KUALA LUMPUR Malaysian Prime Minister Najib Razak took a swipe at a former leader for "harping on the past" while taking a confrontational approach.

"It is true that Malaysia had a former leader who had a confrontational foreign policy, who acted out of anger and seems unable to let go of old grievances," said Mr Najib.

"This government, on the other hand, has been forging new bonds in the region and beyond and has been strengthening (ties) with old friends," he added when delivering his keynote address at the World Capital Markets Symposium yesterday.

He said this approach will benefit the well-being of the rakyat, compared to "harping on past quarrels", the Star reported.
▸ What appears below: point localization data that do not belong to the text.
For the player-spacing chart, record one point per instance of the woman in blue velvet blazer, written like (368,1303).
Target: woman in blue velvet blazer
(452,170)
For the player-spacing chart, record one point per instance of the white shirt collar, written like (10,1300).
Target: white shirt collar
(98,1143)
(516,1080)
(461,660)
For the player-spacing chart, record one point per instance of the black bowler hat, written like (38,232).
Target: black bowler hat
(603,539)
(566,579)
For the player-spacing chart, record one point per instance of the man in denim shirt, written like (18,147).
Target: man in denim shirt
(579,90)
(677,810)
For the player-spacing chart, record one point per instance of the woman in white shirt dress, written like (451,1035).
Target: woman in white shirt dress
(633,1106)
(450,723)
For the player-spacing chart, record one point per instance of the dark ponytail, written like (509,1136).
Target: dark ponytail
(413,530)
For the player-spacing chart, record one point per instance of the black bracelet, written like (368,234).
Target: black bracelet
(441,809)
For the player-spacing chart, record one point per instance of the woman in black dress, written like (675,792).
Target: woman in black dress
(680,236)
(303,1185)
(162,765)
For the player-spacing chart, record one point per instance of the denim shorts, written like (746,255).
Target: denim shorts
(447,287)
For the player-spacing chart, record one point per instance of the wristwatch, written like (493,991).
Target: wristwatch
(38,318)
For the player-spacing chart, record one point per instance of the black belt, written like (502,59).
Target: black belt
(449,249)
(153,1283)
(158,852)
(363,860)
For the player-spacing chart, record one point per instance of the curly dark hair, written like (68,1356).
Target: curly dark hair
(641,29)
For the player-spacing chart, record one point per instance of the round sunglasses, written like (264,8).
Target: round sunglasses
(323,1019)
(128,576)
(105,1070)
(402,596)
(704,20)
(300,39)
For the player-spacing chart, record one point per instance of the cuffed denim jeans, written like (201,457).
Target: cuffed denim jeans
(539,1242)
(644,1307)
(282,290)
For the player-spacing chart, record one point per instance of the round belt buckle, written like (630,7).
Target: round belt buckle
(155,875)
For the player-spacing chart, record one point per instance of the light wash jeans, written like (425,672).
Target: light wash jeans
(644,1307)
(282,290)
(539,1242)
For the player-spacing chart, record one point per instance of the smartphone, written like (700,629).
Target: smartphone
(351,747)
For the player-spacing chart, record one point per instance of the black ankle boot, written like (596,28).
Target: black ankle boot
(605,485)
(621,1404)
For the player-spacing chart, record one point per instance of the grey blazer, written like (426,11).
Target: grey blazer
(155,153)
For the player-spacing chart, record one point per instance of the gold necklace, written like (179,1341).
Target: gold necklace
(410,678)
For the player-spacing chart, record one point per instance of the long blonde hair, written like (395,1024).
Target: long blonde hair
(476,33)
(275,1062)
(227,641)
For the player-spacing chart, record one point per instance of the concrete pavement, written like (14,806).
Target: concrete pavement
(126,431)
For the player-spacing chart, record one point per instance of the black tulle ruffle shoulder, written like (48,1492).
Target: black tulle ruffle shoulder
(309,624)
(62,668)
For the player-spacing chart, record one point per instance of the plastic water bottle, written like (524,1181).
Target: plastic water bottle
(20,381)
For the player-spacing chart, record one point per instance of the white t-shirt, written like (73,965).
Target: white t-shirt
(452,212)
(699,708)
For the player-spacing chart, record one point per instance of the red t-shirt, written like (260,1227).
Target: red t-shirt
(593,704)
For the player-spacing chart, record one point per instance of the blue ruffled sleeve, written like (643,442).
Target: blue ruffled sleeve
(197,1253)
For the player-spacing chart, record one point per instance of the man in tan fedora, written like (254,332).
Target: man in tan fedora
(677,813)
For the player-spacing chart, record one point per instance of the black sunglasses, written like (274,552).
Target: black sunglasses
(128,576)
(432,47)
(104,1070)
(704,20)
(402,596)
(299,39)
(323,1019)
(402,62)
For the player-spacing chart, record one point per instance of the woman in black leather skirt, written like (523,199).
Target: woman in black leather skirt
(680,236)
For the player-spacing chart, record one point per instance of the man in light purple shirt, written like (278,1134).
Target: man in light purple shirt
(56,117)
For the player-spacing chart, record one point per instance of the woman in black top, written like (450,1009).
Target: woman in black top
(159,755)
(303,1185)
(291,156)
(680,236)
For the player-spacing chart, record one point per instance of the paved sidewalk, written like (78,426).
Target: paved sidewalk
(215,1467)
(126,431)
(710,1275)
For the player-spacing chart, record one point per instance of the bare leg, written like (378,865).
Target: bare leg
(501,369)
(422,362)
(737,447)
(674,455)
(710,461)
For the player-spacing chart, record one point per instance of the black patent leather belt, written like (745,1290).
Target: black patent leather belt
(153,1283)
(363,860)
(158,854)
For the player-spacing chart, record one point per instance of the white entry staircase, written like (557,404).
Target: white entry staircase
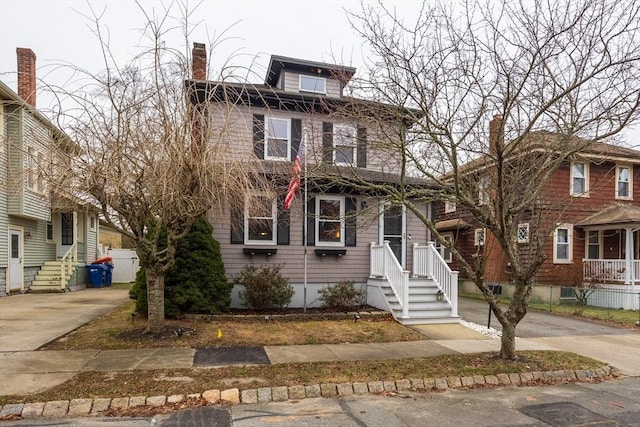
(428,296)
(55,276)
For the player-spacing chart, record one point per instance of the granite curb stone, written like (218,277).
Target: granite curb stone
(86,407)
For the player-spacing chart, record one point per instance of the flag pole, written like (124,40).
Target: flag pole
(304,224)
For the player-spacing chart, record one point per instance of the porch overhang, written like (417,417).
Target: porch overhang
(451,224)
(617,215)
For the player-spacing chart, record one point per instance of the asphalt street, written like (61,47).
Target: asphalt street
(611,403)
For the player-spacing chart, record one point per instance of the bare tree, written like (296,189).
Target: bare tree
(557,76)
(145,154)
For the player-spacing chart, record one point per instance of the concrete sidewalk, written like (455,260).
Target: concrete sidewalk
(29,321)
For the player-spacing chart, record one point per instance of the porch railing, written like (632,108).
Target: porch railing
(385,264)
(68,264)
(609,270)
(427,262)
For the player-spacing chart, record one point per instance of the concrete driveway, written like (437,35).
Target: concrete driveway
(29,321)
(616,346)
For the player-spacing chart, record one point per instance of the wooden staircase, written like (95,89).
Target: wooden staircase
(424,307)
(51,279)
(428,296)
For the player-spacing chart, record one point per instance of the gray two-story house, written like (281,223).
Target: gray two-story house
(331,231)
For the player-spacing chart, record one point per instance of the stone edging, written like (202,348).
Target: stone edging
(95,407)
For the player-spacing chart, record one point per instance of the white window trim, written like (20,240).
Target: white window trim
(569,228)
(274,223)
(322,79)
(266,138)
(630,196)
(586,180)
(320,243)
(353,144)
(523,225)
(588,244)
(449,206)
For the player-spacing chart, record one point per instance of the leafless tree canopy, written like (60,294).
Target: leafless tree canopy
(561,74)
(144,153)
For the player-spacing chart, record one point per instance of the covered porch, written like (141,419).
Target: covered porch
(612,246)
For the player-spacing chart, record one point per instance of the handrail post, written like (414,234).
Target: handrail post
(405,294)
(454,294)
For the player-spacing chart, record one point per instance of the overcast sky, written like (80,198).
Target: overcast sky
(57,32)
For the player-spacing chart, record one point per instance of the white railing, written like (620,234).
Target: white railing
(609,270)
(385,264)
(68,264)
(427,262)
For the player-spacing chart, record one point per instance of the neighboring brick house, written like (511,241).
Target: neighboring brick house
(595,199)
(40,245)
(266,123)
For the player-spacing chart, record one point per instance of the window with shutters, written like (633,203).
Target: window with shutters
(277,139)
(329,221)
(344,144)
(260,219)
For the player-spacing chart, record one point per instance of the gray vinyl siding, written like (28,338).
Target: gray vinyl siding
(3,192)
(36,249)
(292,84)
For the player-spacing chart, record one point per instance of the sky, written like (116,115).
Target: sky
(59,32)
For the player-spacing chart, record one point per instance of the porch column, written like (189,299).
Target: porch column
(628,256)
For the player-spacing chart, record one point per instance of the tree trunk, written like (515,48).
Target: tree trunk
(155,301)
(508,341)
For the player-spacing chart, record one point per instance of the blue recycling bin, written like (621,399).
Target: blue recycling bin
(108,274)
(97,274)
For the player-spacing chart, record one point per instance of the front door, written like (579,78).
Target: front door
(15,271)
(393,231)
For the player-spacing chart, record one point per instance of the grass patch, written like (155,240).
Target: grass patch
(118,330)
(189,381)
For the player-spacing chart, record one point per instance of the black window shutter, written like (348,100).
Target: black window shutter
(311,222)
(350,221)
(296,137)
(237,223)
(283,223)
(327,142)
(258,135)
(362,147)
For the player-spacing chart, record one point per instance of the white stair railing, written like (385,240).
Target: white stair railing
(385,264)
(427,262)
(68,264)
Dr Mahathir Mohamad is highly critical of Mr Najib's administration and is now the chairman of opposition coalition Pakatan Harapan.


Mr Najib also said the "excess of crony capitalism of a former era" must remain in the past as the current administration has renewed focus on good governance.

In a separate development, Malaysia's Islamic party Parti Islam SeMalaysia (PAS) has said that non-Muslims will have only a secondary role in the government should the party wins at the next general election, which must be held before August.

Muslims in the cabinet will set the policy direction while the non-Muslim ministers will be tasked with carrying out what had been decided, said Abdul Hadi Awang, president of PAS.

"If PAS rules, it (the administration) will be divided into two. One, a cabinet that decides on national policies.

"This must consist of people who adopt the national ideology and faith," he was quoted as saying on Sunday by The Malaysia Insight news site, during a dialogue with Indian non-governmental organisations in Penang.

"This cabinet will appoint an executive cabinet to carry out the policies and the members can be non-Muslims, appointed based on their expertise," he added.

Mr Abdul Hadi courted controversy last month when he said the Malaysian government should be led only by Malay-Muslims.